La reciente visita del Relator Especial de Naciones Unidas para la Independencia de Jueces y Abogados me ha dejado un retrogusto agridulce: ha atendido una agenda básicamente oficialista –felicitando al régimen, en sus observaciones preliminares por, supuestamente, “su esfuerzo de encarar una reforma de la justicia en Bolivia"- Es, ciertamente, un cuento de hadas que García-Sayán se lo tragó sin problema; si hubiese tomado en cuenta (al parecer no lo hizo) los argumentos de abogados independientes con los que tuvo contacto, habría necesitado una bolsa para devolver toda aquella ingesta narrativa.
En tímida contraparte, más allá de las obviedades que ni el régimen puede tapar, dejó deslizar buenos deseos y señalar la oportunidad –optimista el hombre- de encarar la reforma, en un gran acuerdo que, según él, estaría encaminado; nuevamente, los juristas independientes le enrostraron que, mientras este régimen administre el Estado, no estarán dadas las condiciones para ello.
Cuestionó la legitimidad de las autoridades judiciales surgidas mediante voto popular y propuso un mecanismo correctivo que no soluciona el tema de fondo, que pasa por anular dicho sistema –el de elección de magistrados- pero para ello se requiere abrir la Constitución y existe el peligro, justificado, de que, una vez abierta, los demonios introduzcan cambios favorables a sus intereses particulares, pero contrarios a los de la ciudadanía.
No me extiendo más en estos puntos, dado que el informe está siendo sometido a profundo escrutinio, en espera del documento extendido que llegará a mediados de año.
Sobre lo que quiero prolongarme un poco más es sobre el del acceso a la información pública. "Tomo nota de que Bolivia aún no cuenta con legislación sobre acceso a la información pública", se lee en el Informe Sayán y me causa gran satisfacción dicha mención porque hurga en algo esencial para la democracia: la transparencia. Y no hay transparencia sin acceso a la información pública.

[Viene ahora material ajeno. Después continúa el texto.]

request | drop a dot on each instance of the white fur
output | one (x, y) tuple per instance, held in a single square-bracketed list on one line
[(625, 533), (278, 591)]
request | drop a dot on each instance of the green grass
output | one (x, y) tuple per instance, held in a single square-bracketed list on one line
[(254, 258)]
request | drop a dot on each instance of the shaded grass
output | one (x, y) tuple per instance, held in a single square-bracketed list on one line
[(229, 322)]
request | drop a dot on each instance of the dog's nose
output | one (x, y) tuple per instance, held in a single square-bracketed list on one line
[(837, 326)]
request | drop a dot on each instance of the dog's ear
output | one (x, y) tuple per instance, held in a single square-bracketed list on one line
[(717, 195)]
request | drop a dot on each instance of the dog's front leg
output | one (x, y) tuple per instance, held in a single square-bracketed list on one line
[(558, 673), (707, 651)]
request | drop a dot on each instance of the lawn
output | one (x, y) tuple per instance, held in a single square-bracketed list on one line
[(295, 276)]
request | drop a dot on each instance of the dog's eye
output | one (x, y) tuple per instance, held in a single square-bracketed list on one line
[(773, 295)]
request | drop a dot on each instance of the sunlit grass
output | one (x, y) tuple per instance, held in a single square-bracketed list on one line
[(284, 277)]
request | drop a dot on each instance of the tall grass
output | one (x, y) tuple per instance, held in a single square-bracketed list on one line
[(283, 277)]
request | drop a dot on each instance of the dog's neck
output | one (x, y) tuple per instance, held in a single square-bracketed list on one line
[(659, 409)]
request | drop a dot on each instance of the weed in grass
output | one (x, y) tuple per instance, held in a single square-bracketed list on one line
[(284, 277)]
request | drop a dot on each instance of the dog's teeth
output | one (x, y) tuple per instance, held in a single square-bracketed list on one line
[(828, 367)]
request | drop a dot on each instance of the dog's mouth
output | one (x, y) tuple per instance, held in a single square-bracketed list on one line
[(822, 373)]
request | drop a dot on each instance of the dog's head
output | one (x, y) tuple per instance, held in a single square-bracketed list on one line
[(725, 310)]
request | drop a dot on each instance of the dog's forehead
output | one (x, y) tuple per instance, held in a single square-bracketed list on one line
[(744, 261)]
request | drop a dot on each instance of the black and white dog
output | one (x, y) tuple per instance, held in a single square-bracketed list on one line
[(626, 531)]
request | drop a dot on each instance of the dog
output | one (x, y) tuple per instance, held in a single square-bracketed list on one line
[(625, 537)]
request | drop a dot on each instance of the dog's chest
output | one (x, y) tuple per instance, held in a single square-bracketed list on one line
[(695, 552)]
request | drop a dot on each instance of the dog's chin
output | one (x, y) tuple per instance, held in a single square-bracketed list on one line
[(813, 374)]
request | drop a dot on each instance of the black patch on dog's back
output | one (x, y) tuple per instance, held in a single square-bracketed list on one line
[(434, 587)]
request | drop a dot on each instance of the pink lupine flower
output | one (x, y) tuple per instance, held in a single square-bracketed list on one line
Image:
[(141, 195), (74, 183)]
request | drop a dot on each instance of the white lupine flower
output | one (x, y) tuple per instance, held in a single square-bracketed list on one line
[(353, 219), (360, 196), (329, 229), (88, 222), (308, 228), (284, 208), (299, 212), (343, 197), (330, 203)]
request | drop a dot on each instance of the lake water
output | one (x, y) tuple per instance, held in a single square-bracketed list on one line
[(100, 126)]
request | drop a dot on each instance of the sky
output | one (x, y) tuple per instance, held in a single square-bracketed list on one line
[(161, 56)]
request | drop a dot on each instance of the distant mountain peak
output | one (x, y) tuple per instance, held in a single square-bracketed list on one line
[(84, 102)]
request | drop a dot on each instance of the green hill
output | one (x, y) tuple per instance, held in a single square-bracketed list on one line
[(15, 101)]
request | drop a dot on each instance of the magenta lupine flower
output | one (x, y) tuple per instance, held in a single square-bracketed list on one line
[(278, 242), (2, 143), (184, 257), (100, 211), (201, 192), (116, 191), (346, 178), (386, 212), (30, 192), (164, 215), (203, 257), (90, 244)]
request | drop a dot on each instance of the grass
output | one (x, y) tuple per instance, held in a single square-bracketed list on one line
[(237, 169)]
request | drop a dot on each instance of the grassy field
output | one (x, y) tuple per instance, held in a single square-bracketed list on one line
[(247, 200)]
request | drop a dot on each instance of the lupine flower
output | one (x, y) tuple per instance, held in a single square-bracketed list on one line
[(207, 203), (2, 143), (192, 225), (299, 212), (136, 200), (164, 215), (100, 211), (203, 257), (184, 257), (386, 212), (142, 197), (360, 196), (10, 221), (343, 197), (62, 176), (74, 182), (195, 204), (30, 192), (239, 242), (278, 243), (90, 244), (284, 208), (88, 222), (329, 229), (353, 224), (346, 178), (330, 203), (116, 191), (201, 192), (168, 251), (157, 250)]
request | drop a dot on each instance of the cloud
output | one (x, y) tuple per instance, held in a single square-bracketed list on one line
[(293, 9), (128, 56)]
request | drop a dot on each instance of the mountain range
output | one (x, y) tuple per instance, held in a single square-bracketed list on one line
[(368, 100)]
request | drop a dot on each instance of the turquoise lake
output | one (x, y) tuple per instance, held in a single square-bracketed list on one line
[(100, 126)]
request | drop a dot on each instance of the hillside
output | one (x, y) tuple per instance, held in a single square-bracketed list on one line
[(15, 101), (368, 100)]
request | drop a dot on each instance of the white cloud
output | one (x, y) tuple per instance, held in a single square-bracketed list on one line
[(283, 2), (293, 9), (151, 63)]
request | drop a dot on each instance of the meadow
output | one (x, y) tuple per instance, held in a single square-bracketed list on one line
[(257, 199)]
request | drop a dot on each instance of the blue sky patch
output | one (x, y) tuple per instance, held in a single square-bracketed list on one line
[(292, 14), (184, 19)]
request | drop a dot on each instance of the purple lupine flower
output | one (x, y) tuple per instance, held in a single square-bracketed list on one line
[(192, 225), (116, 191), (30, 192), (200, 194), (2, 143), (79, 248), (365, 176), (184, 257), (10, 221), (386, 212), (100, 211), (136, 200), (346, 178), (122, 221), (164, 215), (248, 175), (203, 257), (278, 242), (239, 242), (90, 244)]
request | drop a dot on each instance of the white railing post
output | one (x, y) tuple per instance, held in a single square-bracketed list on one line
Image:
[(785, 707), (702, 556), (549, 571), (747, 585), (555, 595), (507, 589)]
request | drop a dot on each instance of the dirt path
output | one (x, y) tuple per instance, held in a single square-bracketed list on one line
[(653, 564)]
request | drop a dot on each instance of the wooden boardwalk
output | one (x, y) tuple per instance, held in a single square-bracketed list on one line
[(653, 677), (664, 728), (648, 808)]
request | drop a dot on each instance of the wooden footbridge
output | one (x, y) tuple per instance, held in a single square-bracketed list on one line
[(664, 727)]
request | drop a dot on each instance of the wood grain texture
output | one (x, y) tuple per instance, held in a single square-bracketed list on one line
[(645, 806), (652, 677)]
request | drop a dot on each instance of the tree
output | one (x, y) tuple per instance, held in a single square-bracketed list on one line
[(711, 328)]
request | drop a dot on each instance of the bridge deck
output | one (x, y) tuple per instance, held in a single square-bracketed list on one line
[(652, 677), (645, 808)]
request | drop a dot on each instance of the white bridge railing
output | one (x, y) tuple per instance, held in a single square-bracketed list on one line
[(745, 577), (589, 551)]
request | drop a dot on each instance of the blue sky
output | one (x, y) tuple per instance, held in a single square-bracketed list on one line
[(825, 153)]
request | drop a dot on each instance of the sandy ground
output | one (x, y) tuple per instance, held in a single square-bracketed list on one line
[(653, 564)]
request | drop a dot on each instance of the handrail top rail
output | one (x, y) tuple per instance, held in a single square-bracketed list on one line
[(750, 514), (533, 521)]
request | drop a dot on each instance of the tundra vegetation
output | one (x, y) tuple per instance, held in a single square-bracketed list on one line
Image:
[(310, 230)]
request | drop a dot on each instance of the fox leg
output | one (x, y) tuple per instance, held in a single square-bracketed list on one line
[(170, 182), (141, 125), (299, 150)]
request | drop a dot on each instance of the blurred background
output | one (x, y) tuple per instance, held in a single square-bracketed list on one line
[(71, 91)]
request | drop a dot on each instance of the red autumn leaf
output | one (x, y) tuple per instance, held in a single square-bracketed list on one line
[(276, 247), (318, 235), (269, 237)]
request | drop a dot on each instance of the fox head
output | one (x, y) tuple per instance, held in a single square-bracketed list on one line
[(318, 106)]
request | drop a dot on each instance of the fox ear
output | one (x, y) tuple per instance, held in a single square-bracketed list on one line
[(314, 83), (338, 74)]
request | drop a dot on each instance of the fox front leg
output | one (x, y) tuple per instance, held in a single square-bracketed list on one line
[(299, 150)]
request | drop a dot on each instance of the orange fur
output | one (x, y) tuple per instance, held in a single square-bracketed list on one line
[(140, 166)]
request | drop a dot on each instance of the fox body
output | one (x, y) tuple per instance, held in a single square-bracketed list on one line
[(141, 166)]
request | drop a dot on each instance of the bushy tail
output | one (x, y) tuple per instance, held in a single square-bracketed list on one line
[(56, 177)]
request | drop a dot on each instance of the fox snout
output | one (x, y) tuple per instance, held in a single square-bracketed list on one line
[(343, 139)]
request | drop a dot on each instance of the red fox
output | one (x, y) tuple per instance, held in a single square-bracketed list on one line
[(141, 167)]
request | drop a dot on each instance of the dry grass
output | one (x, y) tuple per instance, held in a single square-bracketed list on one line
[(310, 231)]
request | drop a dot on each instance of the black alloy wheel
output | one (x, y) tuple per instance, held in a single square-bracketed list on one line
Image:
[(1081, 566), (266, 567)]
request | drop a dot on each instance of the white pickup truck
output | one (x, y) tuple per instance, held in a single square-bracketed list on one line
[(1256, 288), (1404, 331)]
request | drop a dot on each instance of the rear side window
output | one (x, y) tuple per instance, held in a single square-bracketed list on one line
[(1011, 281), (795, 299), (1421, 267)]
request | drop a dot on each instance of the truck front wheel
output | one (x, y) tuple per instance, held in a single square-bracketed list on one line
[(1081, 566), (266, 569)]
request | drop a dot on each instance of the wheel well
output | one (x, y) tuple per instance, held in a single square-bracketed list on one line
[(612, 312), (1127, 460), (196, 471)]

El primer proyecto de ley al respecto que recuerdo es el que presentó la entonces diputada –estoy hablando de principios de siglo- Susana Peñaranda que llegó a ser considerado en el pleno, pero no prosperó en su tratamiento e imagino que terminó archivado. Para su tiempo, era una propuesta de vanguardia cuyo “defecto” fue el haber sido elaborado por una persona sin la participación de grupos de interés relacionados con el tema.
También rememoro otro proyecto, más consensuado, patrocinado por la exdefensora del pueblo, Ana María Romero, que estuvo a punto de avanzar hasta lograr convertirse en ley, pero los términos “información secreta” (que todo Estado tiene, sobre todo en casos que está en riesgo la seguridad nacional) e “información confidencial” trucaron el camino porque el régimen insistía que debía ponerse en la redacción que la calificación de tal cual carácter quedaba en manos del Gobierno. O sea, hecha la ley, hecha la trampa. Come estos, ha habido otros cuatro intentos por arribar a tal ley.
Más recientemente, Comunidad Ciudadana anunció un nuevo proyecto de ley, aunque no lo ha socializado aún. Entretanto, la sociedad civil –la red UNITAS, por ejemplo- ha urgido a los actores políticos a trabajar hasta que el país cuente con tan vital instrumento legal –en la región, solo nuestro país y Venezuela (¿casualidad?)- no cuentan con el mismo.
Considero también que tanto los representantes de la oposición como la ciudadanía consciente, deben hacer suya la causa del acceso a la información pública para que el régimen se vea obligado a dar curso a una ley de esta naturaleza.